The lesson to be learned from this case is that board members must know what is and is not covered by their insurance policies. Although the association in this case could not have rewritten the D&O policy to remove the exclusion, it would have known that it could not rely on the D&O policy to cover any losses arising out of property damage.
Incorrectly assuming specific insurance coverage is in place can be devastating. The only way to avoid this problem is to immediately read and understand the association’s insurance policies, because receipt of a denial of claim letter is not the best time to first consider the possibility that a claim may not be covered. Rather, board members should designate an “insurance review day” at least once a year.
If reading the association’s policies does not provide all the answers, contact your agent! Unfortunately, many agents only make themselves available when the association’s policies are up for renewal. This is unacceptable. Your insurance agent should be a resource throughout the year, not only when they are collecting premiums. Insurance has become far too complex to understand without professional guidance.
When it comes to evaluating the association’s insurance coverages, the following items should be discussed with your insurance agent.
- Replacement Cost for Building(s): Factor in the type of construction, age, square footage, number of floors, and any other features which may affect the buildings value in terms of replacement cost. An appraisal may be advisable, and possibly required by law. Although the frequency with which this must be done may be set by applicable law, this process should be done at least every two or three years.
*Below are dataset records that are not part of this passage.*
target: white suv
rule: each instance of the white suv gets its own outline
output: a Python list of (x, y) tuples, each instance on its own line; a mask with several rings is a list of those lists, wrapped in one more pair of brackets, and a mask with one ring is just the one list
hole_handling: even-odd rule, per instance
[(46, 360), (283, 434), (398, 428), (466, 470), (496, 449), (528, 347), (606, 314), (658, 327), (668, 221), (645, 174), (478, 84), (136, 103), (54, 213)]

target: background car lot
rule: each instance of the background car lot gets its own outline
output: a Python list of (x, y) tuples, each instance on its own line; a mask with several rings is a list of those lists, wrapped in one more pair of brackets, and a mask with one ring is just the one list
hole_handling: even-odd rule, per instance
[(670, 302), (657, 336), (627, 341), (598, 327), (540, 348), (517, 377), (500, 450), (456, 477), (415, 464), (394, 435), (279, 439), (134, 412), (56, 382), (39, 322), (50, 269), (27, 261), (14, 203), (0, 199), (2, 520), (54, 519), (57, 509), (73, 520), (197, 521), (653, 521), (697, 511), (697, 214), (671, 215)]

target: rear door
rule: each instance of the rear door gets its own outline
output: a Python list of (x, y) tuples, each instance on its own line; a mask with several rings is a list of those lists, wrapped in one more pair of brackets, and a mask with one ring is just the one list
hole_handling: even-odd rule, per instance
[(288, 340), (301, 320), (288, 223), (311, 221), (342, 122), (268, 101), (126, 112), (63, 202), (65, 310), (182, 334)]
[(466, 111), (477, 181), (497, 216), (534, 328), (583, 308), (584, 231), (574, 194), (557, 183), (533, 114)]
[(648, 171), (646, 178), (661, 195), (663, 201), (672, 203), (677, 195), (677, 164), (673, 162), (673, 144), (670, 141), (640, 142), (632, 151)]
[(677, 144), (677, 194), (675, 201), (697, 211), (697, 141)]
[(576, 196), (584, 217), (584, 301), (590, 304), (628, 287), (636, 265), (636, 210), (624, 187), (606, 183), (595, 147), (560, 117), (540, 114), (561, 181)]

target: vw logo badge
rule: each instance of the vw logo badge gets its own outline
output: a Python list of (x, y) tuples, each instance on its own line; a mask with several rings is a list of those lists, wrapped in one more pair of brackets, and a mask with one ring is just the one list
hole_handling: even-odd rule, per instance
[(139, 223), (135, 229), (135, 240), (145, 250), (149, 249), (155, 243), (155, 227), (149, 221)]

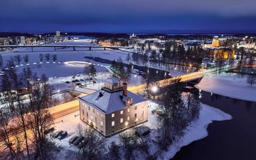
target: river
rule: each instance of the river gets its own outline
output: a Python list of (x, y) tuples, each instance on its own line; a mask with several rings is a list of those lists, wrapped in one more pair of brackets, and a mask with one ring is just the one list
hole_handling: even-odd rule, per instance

- Property Coverage, including Wind Coverage: As condominium communities evolve, so to do their risks. For example, new property may have been purchased or built since obtaining current insurance policies. For those condominiums located in coastal areas that are prone to hurricanes, insurance coverage for losses caused by wind (including hurricanes) is absolutely critical even though it is typically expensive. Importantly, some policies have deductibles that only apply to wind claims.
- Deductibles: Selecting the appropriate deductible depends on various factors, including the association’s ability to withstand the chosen deductible. Also note that different coverages, even under the same policy, may have different deductibles. While adjusting deductibles may result in a premium reduction, care must be taken to ensure that increasing deductibles does not render the insurance coverage illusory because the association cannot afford the increase.
- Umbrella Policy: An umbrella policy is designed to assist an insured once the limits of the underlying policy have been reached. It serves as a failsafe in the event of an exceptionally large claim. Many board members are surprised to discover that such coverage can often be obtained at relatively little expense.
- Flood Coverage: Consult with your insurance agent to determine whether the property is in a flood zone. If so, then flood coverage should be obtained.
- Other Coverages: Depending on an association’s specific situation, other coverages should be discussed with an insurance agent, such as directors and officers, workers’ compensation (if necessary), employee dishonesty (fidelity), ordinance and law, and business interruption coverage (if applicable).
If your insurance agent is unwilling, or unable to competently and patiently discuss any of the risks facing a particular condominium association, then serious consideration should be given to changing agents. In most cases, getting a new insurance agent does not necessarily mean that existing insurance policies and coverages need to change as well. Oftentimes, the transition can be seamless, even though the benefits can outstanding.
Understanding the risks facing a condominium community is critical to eliminating, or at least reducing such risks. Given the complexity of today’s insurance products, the assistance of an experienced and trusted insurance agent is a must.